Algumas mentiras ferem a alma, traumatizam, enquanto outras suscitam apenas perplexidade. Em certas mentiras, entrevê-se uma finalidade – ainda que questionável –, a qual pode consistir na satisfação de necessidades de atenção, de compensação de frustrações, ou de reinvenção pessoal. Outras, porém, parecem não servir qualquer propósito racional. É possível que a capacidade de mentir esteja ligada à de contar histórias, e a autora russa Ludmila Ulitskaya estará provavelmente ciente disso, tendo composto um pequeno livro, “Mentiras de Mulher” (Cavalo de Ferro, 2023), que é como uma matrioska de ficções dentro de ficções.

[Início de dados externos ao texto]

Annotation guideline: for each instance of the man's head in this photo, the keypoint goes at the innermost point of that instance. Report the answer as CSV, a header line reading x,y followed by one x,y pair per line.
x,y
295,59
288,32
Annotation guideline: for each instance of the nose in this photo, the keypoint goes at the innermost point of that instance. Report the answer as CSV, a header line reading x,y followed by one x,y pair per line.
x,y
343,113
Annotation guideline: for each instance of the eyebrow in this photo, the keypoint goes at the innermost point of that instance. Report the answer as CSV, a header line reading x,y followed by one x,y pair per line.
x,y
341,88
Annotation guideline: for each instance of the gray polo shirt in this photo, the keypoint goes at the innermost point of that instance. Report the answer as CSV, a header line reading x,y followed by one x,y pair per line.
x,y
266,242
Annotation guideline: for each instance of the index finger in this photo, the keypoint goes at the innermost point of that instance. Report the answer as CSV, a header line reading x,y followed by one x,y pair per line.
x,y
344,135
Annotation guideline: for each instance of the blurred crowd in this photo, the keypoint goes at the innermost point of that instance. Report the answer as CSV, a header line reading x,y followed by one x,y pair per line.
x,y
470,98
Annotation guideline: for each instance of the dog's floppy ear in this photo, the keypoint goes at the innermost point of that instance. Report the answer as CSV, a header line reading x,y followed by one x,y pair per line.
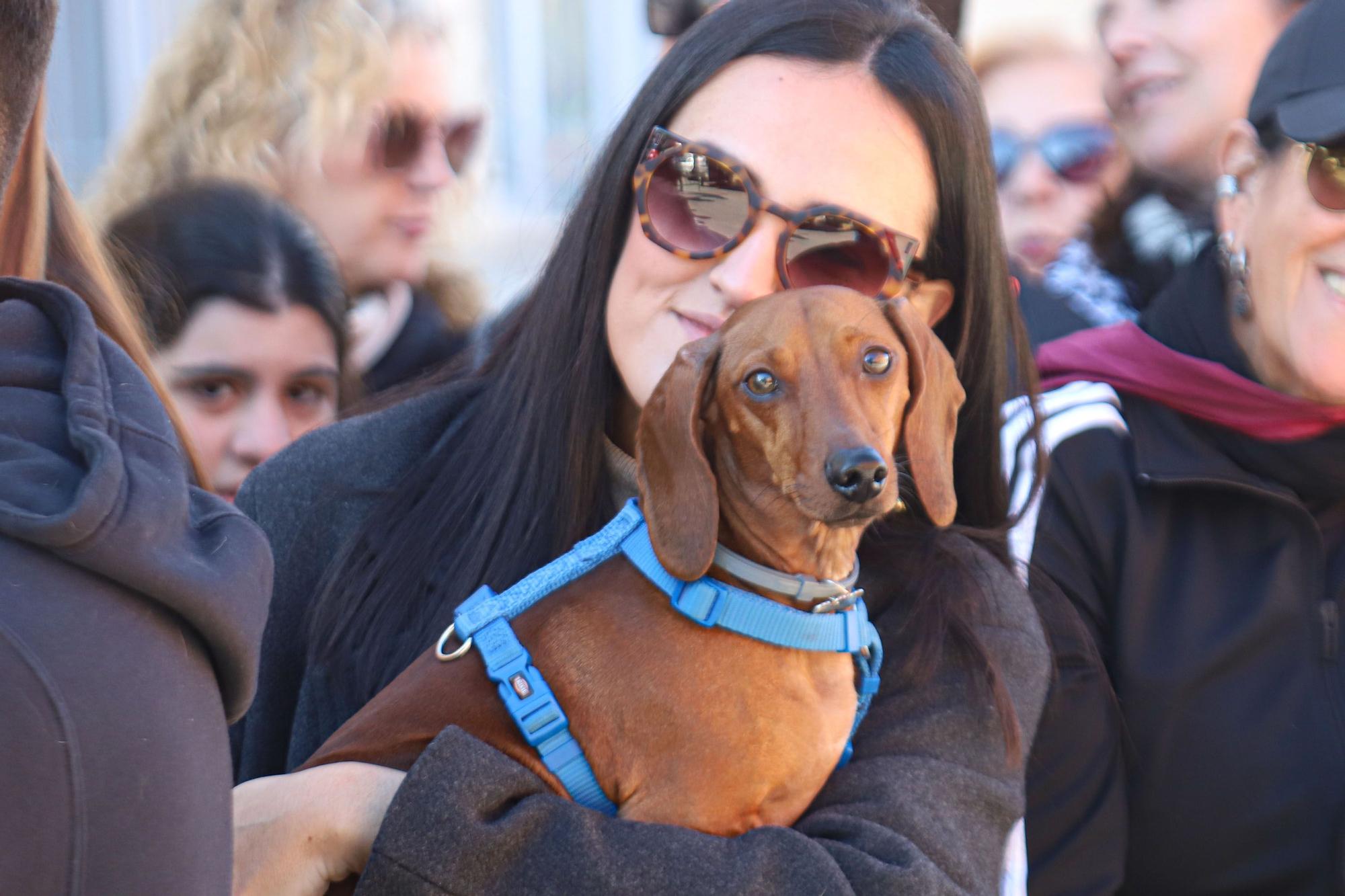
x,y
677,486
931,415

Os capítulos quase poderiam ser lidos como contos separados, se não os atravessasse uma personagem cujo trajecto pessoal estabelece uma cronologia. O seu nome é Génia – provável diminutivo de Evgenia – e, no primeiro capítulo, encontramo-la de férias na Crimeia, acompanhada por um filho pequeno complicado, a meio de uma crise familiar e da preparação de uma tese de doutoramento na área da literatura. Julgando levar uma “nojenta porcaria de vida”, lê o romance “Anna Karénina” como se este fosse mais autêntico do que a realidade, “com o objectivo de comparar alguns acontecimentos da sua própria vida conjugal em vias de degradação com o verdadeiro drama da verdadeira mulher”, até ser distraída pela chegada de outra veraneante, que a toma por confidente. Desde então, Génia vê-se incapaz de deixar de pensar “no enorme destino” dessa mulher, “comparado com o qual o suicídio à moda antiga de Anna Karénina empalidecia e tornava-se uma espécie de capricho de senhora desmiolada”, acabando perturbada pela revelação de que os elementos que mais a comoveram no relato são falsos.

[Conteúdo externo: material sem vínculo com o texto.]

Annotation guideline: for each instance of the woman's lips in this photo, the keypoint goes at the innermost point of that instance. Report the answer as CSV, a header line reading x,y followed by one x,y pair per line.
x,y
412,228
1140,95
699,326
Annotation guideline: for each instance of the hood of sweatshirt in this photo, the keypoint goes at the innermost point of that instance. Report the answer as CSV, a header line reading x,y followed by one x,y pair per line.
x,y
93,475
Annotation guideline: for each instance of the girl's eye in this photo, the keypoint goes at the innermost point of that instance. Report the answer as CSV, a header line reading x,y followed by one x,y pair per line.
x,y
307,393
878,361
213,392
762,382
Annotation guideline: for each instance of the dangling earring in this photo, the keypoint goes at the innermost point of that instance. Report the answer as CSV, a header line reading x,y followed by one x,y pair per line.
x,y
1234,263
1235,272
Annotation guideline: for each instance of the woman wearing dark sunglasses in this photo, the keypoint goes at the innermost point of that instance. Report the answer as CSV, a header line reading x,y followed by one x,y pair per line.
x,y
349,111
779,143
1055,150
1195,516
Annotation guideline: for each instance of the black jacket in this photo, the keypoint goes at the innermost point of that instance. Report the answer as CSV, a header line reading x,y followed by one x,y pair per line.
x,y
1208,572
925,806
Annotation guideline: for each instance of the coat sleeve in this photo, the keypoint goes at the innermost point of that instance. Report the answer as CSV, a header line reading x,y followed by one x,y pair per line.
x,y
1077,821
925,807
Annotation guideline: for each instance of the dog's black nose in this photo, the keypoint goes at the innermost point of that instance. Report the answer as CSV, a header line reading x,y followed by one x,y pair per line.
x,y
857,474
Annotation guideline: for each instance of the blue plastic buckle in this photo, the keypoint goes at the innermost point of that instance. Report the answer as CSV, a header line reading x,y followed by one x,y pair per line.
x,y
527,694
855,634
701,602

Depois desta leitura, partimos para os restantes capítulos imbuídos de um espírito detectivesco, procurando detectar antes da protagonista as mentiras das mulheres com quem se cruza, das mais diversas idades e estratos sociais – tarefa dificultada quando a mistificação nem sempre reside nas afirmações que se afiguram mais inverosímeis e as suas motivações permanecem por clarificar, deixando ao leitor margem de manobra para imaginar as vidas interiores dessas personagens.
Do início ao fim, decorre um período de quase 20 anos, ao longo do qual vamos descobrindo que o filho complicado se transformou num homem capaz, que ganhou um irmão, e que Génia se reconciliou com o companheiro que em tempos trocara por outro. Em paralelo, descortinamos transformações no antigo mundo soviético, desde os tempos de Gorbatchov, mais insinuadas do que explicitamente referidas. O cerne da obra é a mente humana, exposta em retalhos de vidas apresentados de forma quase cinematográfica nas descrições e nos diálogos. Não será incidental que a expressão “fim do argumento” encerre mais de uma história – incluindo aquela a que dá título – nem que Génia seja, a dada altura, convidada a escrever o argumento para um filme, num jogo metaficcional em que a autora prova ser mestre.